Key Characteristics:
1. Data Collection: Gathering data from various sources, such as social media, sensors,
databases, files, and applications.
2. Data Ingestion: Ingesting collected data into the Big Data system, often in real-time or
near-real-time.
3. Data Variety: Handling diverse data formats, structures, and velocities.

Common Data Sources:

1. Social Media: Twitter, Facebook, Instagram, etc.
2. Sensors: IoT devices, industrial sensors, environmental sensors, etc.
3. Databases: Relational databases, NoSQL databases, graph databases, etc.
4. Files: Text files, CSV files, JSON files, etc.
5. Applications: Web applications, mobile applications, enterprise applications, etc.
2)Ingestion Layer:-
The Ingestion Layer is a critical component of the Big Data stack, responsible for collecting,
processing, and transporting large volumes of data from various sources to a centralized
data storage system.
Key Characteristics:
1. Data Collection: Gathering data from diverse sources, such as logs, sensors, social
media, and databases.
2. Data Processing: Transforming, aggregating, and filtering data in real-time or near-real-
time.
3. Data Transportation: Moving processed data to a centralized data storage system, such
as Hadoop Distributed File System (HDFS), NoSQL databases, or cloud storage.

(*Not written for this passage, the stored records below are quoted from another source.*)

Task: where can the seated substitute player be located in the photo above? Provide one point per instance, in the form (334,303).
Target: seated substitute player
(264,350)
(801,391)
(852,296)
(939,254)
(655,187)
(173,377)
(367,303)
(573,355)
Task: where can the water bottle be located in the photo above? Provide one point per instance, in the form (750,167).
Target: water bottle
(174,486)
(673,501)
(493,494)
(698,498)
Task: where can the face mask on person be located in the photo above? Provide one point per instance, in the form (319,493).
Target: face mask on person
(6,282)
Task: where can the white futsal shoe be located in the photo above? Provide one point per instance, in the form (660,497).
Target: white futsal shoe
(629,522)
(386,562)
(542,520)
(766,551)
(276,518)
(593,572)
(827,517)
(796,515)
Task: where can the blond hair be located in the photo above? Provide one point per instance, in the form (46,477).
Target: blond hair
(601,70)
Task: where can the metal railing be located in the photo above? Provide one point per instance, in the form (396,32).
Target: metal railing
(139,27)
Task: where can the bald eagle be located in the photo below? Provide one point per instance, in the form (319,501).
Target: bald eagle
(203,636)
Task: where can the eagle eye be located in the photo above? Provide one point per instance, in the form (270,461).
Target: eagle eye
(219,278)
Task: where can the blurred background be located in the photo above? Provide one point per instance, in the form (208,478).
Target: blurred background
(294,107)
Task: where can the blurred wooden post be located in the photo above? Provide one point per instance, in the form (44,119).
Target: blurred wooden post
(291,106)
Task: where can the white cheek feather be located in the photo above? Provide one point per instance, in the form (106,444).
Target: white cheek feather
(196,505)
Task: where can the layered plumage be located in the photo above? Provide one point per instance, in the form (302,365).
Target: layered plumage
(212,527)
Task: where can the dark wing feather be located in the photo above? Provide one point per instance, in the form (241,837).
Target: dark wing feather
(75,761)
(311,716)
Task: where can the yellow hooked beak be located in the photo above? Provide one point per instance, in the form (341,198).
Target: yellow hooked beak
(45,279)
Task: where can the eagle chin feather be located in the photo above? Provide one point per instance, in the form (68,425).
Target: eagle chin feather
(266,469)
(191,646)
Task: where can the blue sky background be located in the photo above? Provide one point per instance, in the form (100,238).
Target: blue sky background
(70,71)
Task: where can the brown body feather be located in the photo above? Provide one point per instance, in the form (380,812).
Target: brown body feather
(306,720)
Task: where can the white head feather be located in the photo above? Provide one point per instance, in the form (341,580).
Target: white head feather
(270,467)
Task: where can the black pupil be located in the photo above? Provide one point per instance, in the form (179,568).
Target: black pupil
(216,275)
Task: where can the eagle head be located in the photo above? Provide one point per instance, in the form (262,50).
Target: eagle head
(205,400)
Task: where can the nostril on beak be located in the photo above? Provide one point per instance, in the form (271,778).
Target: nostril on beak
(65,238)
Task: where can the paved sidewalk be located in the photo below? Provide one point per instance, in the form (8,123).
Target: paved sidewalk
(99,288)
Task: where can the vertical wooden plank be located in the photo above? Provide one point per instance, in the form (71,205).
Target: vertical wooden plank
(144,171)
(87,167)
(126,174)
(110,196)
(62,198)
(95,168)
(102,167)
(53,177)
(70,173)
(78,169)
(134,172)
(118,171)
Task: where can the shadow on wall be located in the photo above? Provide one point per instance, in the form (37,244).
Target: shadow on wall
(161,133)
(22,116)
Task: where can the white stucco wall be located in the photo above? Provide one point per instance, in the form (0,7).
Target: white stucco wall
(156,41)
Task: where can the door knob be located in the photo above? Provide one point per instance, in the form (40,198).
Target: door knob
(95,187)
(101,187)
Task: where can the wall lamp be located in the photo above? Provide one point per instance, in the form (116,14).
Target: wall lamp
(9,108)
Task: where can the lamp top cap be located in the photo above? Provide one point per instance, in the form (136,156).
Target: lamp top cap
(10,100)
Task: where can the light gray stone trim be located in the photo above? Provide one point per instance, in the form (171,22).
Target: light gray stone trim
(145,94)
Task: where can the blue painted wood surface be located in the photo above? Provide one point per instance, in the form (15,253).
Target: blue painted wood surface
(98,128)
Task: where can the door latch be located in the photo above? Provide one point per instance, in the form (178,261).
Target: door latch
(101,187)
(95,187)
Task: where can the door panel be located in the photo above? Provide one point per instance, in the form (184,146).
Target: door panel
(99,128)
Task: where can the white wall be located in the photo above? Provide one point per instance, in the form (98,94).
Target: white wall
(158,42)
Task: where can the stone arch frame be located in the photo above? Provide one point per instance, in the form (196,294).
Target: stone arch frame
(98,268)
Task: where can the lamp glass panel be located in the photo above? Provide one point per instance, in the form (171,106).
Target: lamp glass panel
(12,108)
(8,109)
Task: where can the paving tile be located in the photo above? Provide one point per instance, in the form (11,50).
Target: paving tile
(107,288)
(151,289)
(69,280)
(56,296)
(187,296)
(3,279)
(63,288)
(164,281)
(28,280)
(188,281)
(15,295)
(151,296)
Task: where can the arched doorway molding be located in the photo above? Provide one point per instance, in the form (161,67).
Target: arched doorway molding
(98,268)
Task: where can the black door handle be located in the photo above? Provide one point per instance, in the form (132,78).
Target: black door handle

Ingestion Layer Functions:-

1. Data Filtering: Removing unnecessary data to reduce storage and processing costs.
2. Data Transformation: Converting data formats, aggregating data, and performing
calculations.
3. Data Validation: Checking data for errors, inconsistencies, and completeness.
4. Data Serialization: Converting data into a format suitable for storage and processing.

3) Storage Layer :-
The Storage Layer is a fundamental component of the Big Data stack, responsible for
storing and managing large volumes of structured, semi-structured, and unstructured
data.

Storage Layer Components :

1. Distributed File Systems: Hadoop Distributed File System (HDFS), Apache HBase, and
Ceph are examples of distributed file systems designed for Big Data storage.
2. NoSQL Databases: Apache Cassandra, Apache Couchbase, and MongoDB are popular
NoSQL databases for storing structured, semi-structured, and unstructured data.
3. Cloud Storage: Amazon S3, Google Cloud Storage, and Microsoft Azure Blob Storage are
examples of cloud storage services for Big Data.
4. Object Stores: Apache Cassandra, Riak, and Scality are examples of object stores
designed for storing and retrieving large amounts of unstructured data.

Storage Layer Functions

1. Data Storage: Stores large volumes of data in a scalable, flexible, and reliable manner.
2. Data Retrieval: Provides efficient data retrieval mechanisms, including batch, real-time,
and interactive query support.
3. Data Management: Offers data management capabilities, including data governance,
security, and lifecycle management.
4. Data Integration: Supports data integration with various data sources, including
relational databases, NoSQL databases, and cloud storage.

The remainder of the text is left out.